Die Schauspielerin passt ihr Aussehen an. Es werden Kulissen gebaut, die dem Leben der Probandin entsprechen. Hier werden sogar Szenen aus ihrem Leben gedreht – nur aufgrund der Daten, die Google über die Probandin kennt. Wie einfach oder aufwändig war das? Das erklärt Cosima Terrasse, die das Projekt mit realisiert hat.

„Wir haben Einblicke in die Persönlichkeit, in die Psyche eines Menschen.“

Bedrückend, wie konkret die Daten sind

„Wir hatten kein Drehbuch“, sagt Cosima Terasse. „Wir haben der Schauspielerin kein Drehbuch gegeben. Nur diese Daten. Und ihre Aufgabe war, diese Daten zu füllen mit Geschichte und: Was könnte zwischen diesem einen und dem anderen Datenpunk passiert sein. Wer ist denn diese Person, die diese Daten besitzt.“

Jede einzelne Suchanfrage, jedes angeschaute Video, jede Ortsangabe hilft, ein konkretes Bild einer Person zu zeichnen. Das wissen wir – aber wie konkret, das zeigt der Film mehr als deutlich.

Intimste Gedanken. Selbst der Akzent stimmt. Am Ende sieht Lisa, die Frau, deren Daten verarbeitet wurden, quasi ihr verfilmtes Leben – und kann es gar nicht fassen, so präzise ist alles nachgezeichnet. Lisa, hier links, ist geschockt.

„Made to measure“ macht die Macht der Daten fühlbar

Es macht halt einen Unterschied, ob man nur liest, was Google, Facebook und Co. an Daten sammeln – oder ob man es derart konkret und fühlbar präsentiert bekommt. Als Film.

Und als wäre das alles nicht schon beeindruckend und packend genug, legt die Künstlergruppe noch eins drauf – und zeigt, wie einfach das mit dem Beobachten und Rückschlüsse ziehen ist.

Indem die Macher auch uns beobachten, wie wir die Gruppe beobachten… Beim Anschauen des Films.

Zumindest, wenn man das Online-Programm zum Film besucht. Was ich dringend empfehle.

Die Online-Version von „Made to measure“ zeigt große Teile des Films, stellt zwischendurch aber immer wieder Fragen. Zum Inhalt, zu den Personen. Am Ende werden die Besucher überrascht: Auch sie wurden beobachtet.

Besucher werden beobachtet – wie sie den Film anschauen

Jeder Klick, jede Pause, wenn man klickt, wenn man versucht, in einen anderen Tag zu gehen. Wann man in ihren Daten rumstöbert und sich die Daten anguckt: Das wird alles aufgenommen. Und daraus ein psychologisches Profil erstellt. Und das bekommt man zu sehen am Ende. Und genau das wird täglich mit uns gemacht.
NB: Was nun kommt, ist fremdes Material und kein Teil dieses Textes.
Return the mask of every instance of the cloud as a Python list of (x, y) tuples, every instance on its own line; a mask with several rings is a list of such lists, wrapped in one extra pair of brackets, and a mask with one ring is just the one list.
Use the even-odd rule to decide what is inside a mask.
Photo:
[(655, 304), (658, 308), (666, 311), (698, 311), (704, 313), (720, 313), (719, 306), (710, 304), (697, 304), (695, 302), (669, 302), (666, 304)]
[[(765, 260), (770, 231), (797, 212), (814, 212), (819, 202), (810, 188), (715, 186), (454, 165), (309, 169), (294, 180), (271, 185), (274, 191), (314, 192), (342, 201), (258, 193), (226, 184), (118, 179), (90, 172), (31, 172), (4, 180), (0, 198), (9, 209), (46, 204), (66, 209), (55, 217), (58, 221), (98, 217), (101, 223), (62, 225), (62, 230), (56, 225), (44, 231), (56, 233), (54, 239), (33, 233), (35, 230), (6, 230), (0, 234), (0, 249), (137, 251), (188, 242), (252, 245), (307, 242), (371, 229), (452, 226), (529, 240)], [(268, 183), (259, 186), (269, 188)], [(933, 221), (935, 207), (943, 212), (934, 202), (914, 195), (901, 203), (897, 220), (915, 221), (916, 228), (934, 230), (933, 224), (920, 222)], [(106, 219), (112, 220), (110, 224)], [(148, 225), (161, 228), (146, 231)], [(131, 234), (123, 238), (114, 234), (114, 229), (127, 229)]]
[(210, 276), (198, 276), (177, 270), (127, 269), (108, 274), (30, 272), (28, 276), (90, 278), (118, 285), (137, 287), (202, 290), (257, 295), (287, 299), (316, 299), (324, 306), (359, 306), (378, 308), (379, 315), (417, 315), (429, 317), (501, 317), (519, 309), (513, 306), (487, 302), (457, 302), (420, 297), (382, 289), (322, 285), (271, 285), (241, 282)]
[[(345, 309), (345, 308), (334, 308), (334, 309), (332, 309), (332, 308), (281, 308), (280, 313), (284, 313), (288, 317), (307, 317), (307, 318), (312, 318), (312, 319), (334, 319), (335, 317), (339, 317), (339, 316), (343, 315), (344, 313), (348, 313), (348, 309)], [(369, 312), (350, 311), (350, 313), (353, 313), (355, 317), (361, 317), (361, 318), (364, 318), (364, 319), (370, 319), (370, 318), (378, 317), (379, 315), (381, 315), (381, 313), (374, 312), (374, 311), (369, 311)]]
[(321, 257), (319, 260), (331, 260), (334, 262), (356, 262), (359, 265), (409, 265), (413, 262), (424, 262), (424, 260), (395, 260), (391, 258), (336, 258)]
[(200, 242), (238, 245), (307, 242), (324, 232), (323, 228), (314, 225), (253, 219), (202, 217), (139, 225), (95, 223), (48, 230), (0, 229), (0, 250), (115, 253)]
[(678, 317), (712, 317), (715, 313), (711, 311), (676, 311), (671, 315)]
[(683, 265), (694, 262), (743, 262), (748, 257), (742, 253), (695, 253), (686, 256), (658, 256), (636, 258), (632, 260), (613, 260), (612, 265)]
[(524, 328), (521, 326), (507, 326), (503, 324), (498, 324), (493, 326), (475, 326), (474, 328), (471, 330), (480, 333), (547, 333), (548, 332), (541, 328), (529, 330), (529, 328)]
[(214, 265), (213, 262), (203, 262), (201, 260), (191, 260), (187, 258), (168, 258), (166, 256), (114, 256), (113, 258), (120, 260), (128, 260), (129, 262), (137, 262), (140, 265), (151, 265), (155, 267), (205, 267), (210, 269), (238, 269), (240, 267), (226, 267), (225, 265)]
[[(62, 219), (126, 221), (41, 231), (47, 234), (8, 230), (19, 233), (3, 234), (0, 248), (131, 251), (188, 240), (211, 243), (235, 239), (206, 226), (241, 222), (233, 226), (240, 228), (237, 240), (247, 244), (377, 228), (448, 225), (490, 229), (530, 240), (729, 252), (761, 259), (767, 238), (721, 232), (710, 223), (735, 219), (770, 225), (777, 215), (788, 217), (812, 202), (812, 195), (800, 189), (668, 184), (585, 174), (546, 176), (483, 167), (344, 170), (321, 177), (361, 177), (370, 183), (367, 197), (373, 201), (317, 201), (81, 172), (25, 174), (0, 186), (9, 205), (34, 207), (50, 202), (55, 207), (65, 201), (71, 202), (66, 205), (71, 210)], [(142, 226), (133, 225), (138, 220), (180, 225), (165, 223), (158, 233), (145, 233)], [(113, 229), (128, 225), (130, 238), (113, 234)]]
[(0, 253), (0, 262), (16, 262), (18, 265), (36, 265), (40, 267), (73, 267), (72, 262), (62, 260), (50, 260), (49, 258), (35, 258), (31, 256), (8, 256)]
Nur normalerweise bekommt man diese Daten nicht. Doch bei uns bekommt man die Daten – und wir vergessen sie auch wieder, sobald das Fenster zugeht.“

Wer sich jetzt fragt: Man-o-man, was weiß Google denn über mich? Der kann ja mal in seine eigene Akte schauen. Dazu einfach ins eigene Google-Konto gehen, die Datenübersicht anfordern. Wenig später downloaden – und staunen, wie unglaublich umfangreich und präzise die Daten sind.